Rather, it’s about people in the trenches of daily life waging peace together, said Boone, an organizer of “Journey Forward: Peacemaking,” a daylong event July 2 at the Kansas City Convention Center.
“It was invigorating to see how many diverse forms of peacemaking are taking place,” Boone said. “It’s no longer about someone tapping us on the shoulder and telling us what to do. We are creating new opportunities from the ground up.”
Boone, who guides the Peace and Justice Support Network for MMN, was joined in the event planning by Sue Park-Hur, denominational minister for leadership development and transformative peacemaking for Mennonite Church USA; and Jessica Stoltzfus Buller, Mennonite Central Committee’s peace education coordinator.
Together, they shaped the gathering’s goals:
— Map the existing peace resources and activities present within MC USA.
— Name the current challenges and realities of doing peace work.
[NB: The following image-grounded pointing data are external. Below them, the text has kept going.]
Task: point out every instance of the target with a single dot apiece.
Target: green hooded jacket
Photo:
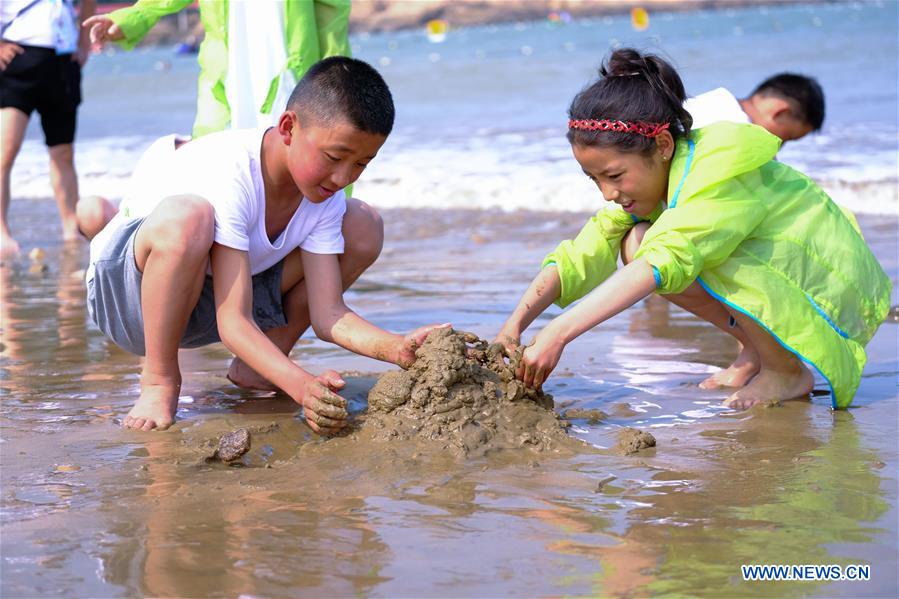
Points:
(757, 235)
(316, 29)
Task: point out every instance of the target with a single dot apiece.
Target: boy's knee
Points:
(182, 223)
(631, 242)
(92, 213)
(363, 231)
(62, 154)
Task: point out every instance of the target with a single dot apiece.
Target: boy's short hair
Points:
(804, 92)
(340, 88)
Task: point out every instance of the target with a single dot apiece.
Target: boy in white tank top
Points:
(239, 236)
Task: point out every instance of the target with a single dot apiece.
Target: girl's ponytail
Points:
(643, 92)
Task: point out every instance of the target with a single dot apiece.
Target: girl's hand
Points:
(325, 411)
(509, 339)
(539, 360)
(103, 29)
(405, 355)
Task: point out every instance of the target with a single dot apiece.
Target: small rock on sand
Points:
(632, 440)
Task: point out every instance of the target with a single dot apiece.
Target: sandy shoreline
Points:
(90, 509)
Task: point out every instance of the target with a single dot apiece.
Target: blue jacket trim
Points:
(833, 396)
(683, 178)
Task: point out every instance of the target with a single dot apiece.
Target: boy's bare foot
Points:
(792, 382)
(243, 376)
(155, 409)
(9, 247)
(738, 374)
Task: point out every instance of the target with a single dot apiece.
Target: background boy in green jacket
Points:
(235, 87)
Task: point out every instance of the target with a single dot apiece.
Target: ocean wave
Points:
(496, 170)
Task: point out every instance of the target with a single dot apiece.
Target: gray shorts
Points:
(113, 298)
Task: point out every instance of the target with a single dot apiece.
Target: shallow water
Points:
(89, 509)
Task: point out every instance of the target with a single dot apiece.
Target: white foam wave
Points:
(510, 171)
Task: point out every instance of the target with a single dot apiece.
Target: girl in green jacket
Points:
(712, 222)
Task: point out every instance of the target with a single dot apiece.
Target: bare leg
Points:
(172, 250)
(13, 123)
(65, 187)
(363, 233)
(696, 300)
(93, 213)
(782, 375)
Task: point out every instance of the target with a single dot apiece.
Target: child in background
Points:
(252, 54)
(788, 105)
(709, 220)
(235, 237)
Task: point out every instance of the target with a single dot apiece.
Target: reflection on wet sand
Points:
(89, 509)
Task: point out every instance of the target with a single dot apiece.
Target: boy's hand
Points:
(8, 51)
(102, 30)
(325, 411)
(539, 360)
(509, 340)
(411, 342)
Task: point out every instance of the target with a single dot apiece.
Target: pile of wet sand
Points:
(461, 395)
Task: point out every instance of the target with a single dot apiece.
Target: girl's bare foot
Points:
(155, 409)
(738, 374)
(793, 381)
(243, 376)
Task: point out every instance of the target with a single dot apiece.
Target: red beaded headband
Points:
(638, 127)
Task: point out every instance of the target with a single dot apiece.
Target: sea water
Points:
(481, 117)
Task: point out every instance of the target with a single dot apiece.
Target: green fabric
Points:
(759, 236)
(315, 30)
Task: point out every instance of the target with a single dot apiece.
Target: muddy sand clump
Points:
(632, 440)
(461, 395)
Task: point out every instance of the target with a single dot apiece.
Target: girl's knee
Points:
(363, 231)
(631, 242)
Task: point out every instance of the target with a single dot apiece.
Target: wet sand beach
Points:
(90, 509)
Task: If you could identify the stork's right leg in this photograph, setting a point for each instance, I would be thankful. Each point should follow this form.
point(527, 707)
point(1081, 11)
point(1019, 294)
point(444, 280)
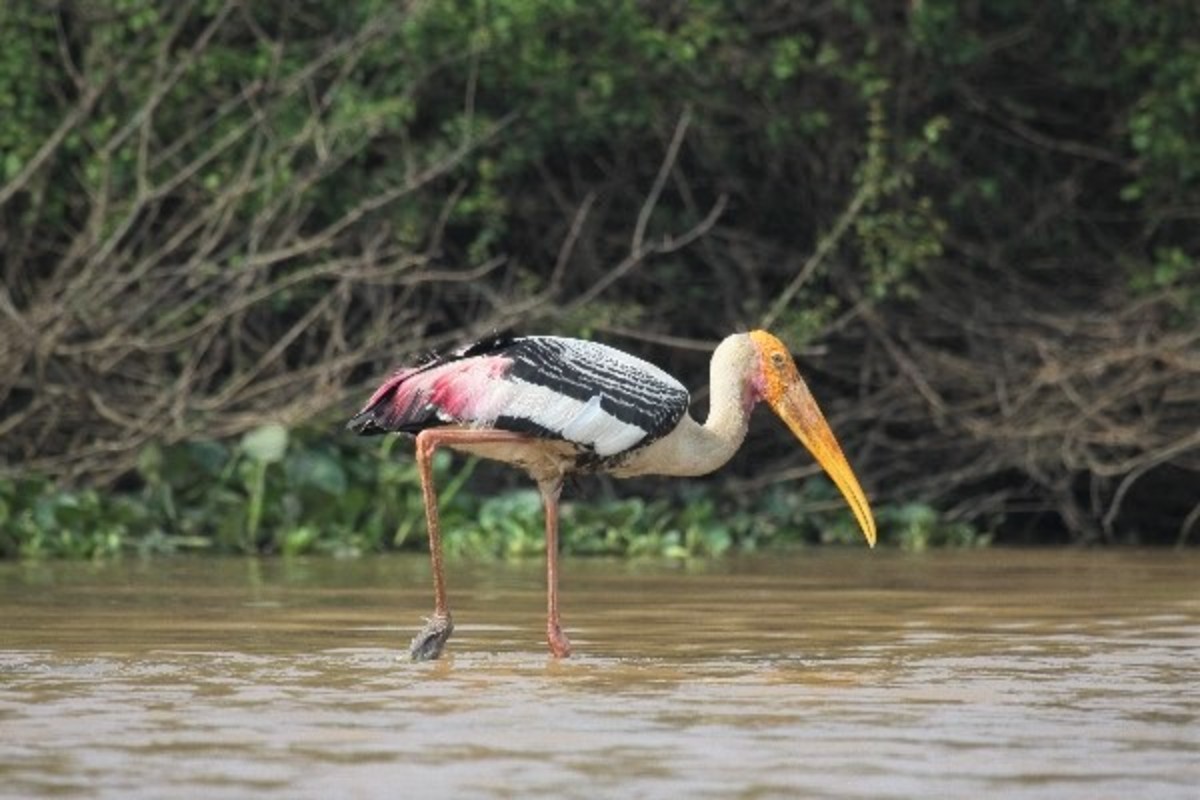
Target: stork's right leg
point(429, 642)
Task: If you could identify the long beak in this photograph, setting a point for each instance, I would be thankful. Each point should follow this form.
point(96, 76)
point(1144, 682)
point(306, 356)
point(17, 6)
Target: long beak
point(797, 408)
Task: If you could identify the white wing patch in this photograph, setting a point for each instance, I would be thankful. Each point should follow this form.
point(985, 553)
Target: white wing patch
point(585, 422)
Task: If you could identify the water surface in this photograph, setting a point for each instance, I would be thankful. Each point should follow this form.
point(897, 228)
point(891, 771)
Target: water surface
point(821, 674)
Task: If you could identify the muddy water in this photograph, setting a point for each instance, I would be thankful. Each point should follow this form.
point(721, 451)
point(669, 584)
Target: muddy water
point(826, 674)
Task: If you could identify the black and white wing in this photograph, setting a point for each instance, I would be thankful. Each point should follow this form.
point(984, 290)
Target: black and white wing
point(592, 395)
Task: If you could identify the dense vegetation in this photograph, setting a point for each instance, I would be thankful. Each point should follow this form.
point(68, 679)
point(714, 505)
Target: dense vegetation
point(975, 222)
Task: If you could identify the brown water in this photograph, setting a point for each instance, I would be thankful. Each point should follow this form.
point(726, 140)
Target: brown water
point(825, 674)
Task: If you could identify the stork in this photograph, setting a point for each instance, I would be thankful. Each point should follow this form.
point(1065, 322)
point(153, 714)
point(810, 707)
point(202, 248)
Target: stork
point(557, 405)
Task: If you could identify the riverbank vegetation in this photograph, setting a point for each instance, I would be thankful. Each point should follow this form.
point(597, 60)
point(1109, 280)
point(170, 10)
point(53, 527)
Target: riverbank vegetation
point(222, 222)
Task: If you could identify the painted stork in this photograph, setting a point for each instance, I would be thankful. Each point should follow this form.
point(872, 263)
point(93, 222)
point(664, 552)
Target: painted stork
point(558, 405)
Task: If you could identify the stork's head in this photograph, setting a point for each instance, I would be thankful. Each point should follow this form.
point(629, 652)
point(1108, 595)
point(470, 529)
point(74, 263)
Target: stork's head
point(778, 382)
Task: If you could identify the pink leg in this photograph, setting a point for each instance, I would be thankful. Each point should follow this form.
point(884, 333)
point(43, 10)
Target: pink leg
point(558, 642)
point(429, 642)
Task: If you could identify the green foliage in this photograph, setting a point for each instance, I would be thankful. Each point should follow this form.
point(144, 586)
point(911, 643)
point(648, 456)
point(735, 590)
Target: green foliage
point(289, 492)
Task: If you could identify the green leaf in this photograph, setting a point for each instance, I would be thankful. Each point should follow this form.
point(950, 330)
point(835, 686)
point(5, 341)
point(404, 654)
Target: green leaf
point(265, 444)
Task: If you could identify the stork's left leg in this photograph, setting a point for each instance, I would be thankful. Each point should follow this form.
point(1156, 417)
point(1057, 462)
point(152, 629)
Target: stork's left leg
point(558, 642)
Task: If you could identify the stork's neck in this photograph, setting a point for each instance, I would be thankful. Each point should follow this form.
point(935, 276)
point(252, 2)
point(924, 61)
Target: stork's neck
point(695, 449)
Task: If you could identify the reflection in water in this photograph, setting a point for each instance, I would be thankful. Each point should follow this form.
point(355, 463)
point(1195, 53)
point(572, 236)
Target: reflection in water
point(849, 674)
— Envision a regular gathering of peacemakers to strategize together.
By the end of the day, the 50 participants had formed new, informal alliances. Two who welcomed peacemaking across disciplines and agencies were H.A. Penner of Akron (Pa.) Mennonite Church and Sarah (Thompson) Nahar of Elkhart, Ind.
Penner is coordinator of 1040forpeace.org, which explores possibilities for withholding an amount of individual taxes annually to protest government military spending.
“I am encouraged this is happening after not having something this broadly organized for so many years,” he said. “I appreciate what the denomination is doing to support and encourage peacemaking, for individuals and among area conferences and congregations.”
Sarah (Thompson) Nahar, who has engaged peacemaking in a variety of venues — including MCC, Christian Peacemaker Teams and Mennonite Voluntary Service — appreciated how the gathering symbolized peacemaking in ecological terms.
“I am grateful we are doing this work from a planetary perspective, because it is all of creation, not only humans, who care about peace,” she said.